上の階から順に確認しようという話になっていた。しばらくそれなりの範囲を歩き回った後、あきらは五条を見た。
「いる?」
「いねー」
つまらなさそうな顔でため息を吐いて、五条が答えた。
あきらよりずっと感知に優れている五条がそう言うならば、この階にはいないのだろう。
じゃあ下へ行こうと促すと、五条はやっぱりつまらなそうにおーと語尾を伸ばし、二人でエスカレーターのある場所まで歩いた。

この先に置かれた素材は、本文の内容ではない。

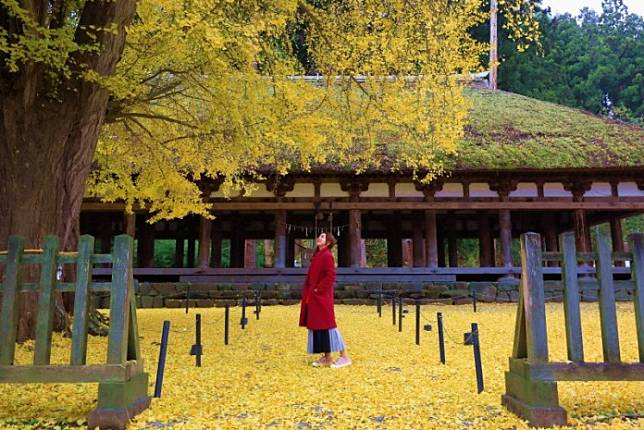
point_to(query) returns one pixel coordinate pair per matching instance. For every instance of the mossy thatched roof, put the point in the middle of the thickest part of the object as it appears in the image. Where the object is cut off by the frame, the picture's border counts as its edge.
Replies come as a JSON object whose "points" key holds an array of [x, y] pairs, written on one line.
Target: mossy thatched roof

着けてもらっているのは照明だけで、その他の機能はだいたい停止している。エスカレーターも今はただの機械でできた階段で、それがまた面倒臭いと五条は不満のようだった。
「あっ」
「なに?」
「いいこと思いついた」
五条があきらにニヤッと笑いかける。
先降りてと言われたので首を傾げながら降りきると、離れてろよと声がした。
その後。
シャア、と何かが擦れる音がする。それなりのスピードで手すりの上を滑ってきた五条が最後にぴょんとジャンプして、危なげなく着地した。
「結構楽しいな」
「…………」
「んだよその顔」
ぱちぱちと瞬きをしながら五条が言う。別に、とあきらは返した。遊びじゃないんだと注意する気力もない。
踵を返して歩きだしたあきらを五条が追いかけてくる。
「あきらもやってみろって」
「私はいい」
「あっわかったできねぇんだ。オマエどんくさいからな」
「…………」
むっとして五条を見つめたが、反論はできなかった。言われた通りあきらは高専の他の生徒に比べるとどんくさいかもしれないし、何より少し臆病だ。できるとわかっていないことをやるには、いつも少し勇気がいる。
五条が笑った。
「来いよ」
「は?」
「一回やったらできるようになるだろ」
二の腕を掴まれた。ぐいぐいと抵抗する暇もなく引きずられ、呪霊探しはどこへやら、五条はまた止まったままのエスカレーターを探し出す。結構開けた場所の、大きな階段の横のエスカレーターだった。ここでいいやと言いながら、びっくりしているあきらをひょいっと抱え上げる。
「ええっ!?」
「捕まっとけよ」
そこからはあっという間だった。
あきらを横抱きにした五条が手すりの上を滑り降りる。ジェットコースターに乗っているような風が頬を叩き、終わりが近づいた頃にジャンプして、またすんなりと着地した。
「な?」
楽しそうに五条が笑いかけてくる。その顔がずいぶん近くて、あきらは慌てて手を突っ張った。
「やっぱり私はいい」
「は?なんで」
「向いてないから」
どこか不満げな五条から離れ、咳払いを一つすると、あきらは上に戻るよと声を掛ける。まださっきの階の調査は終わっていないのだ。
渋々ついてくる五条を従え、階段を上りながらあきらはさっきのことを思い出した。進んでやりたいものではないが、少しだけ、清々しい気持ちだった。